Meses após entrar pela primeira vez na casa de Cabral, Benedicto comprou terreno no local e iniciou o projeto de construção de uma casa. O empresário Georges Sadala se somou ao grupo a partir da campanha de 2006, por meio de Wilson Carlos, e logo ganhou a amizade de Cabral.
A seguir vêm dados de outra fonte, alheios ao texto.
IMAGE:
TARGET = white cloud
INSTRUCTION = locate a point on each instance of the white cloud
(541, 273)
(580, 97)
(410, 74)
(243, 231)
Depois que Cabral entrou em declínio e os boatos de que era alvo de investigações começaram a crescer, todos praticamente desapareceram. Cavendish foi o primeiro a se afastar. Atingido por denúncias que o ligaram ao bicheiro Carlinhos Cachoeira, foi praticamente excluído do grupo e vendeu a casa. Wilson Carlos devolveu a sua, que diz ter sido alugada. Os demais deixaram de frequentar a casa de Cabral, principalmente as noites de pizzas e vinhos.
A COMPRA DA CASA
Segundo registro no cartório de Mangaratiba, a casa custou a Adriana Ancelmo R$ 2 milhões. O preço está abaixo do valor de mercado — corretores da região estimam em R$ 8 milhões um imóvel no condomínio com as mesmas características: dois pavimentos, átrio, sala, cozinha, dois lavabos, dispensa, mezanino, cinco suítes, dois banheiros, varanda, com área construída de 462 metros quadrados.
O ITBI, de R$ 95,4 mil, foi estipulado tendo a base de cálculo de R$ 4,5 milhões. A propriedade foi vendida pelo casal Carlos Eduardo Ribeiro e Rosa Ribeiro, empresários do ramo de postos de gasolina. Até 2011, o casal era lotado no gabinete da liderança do PMN, do deputado Alessandro Calazans, na Assembleia Legislativa.
A escritura de compra e venda informa que a casa foi comprada por Adriana Ancelmo da seguinte forma: R$ 200 mil de sinal; R$ 300 mil divididos em três prestações; e mais 30 parcelas mensais, iguais e sucessivas, representadas por notas promissórias, vencendo-se a primeira em 18 de janeiro de 2016. Isso significa que a casa só acabará de ser paga em julho de 2018.
O globo, n. 30419, 18/11/2016. País, p. 07.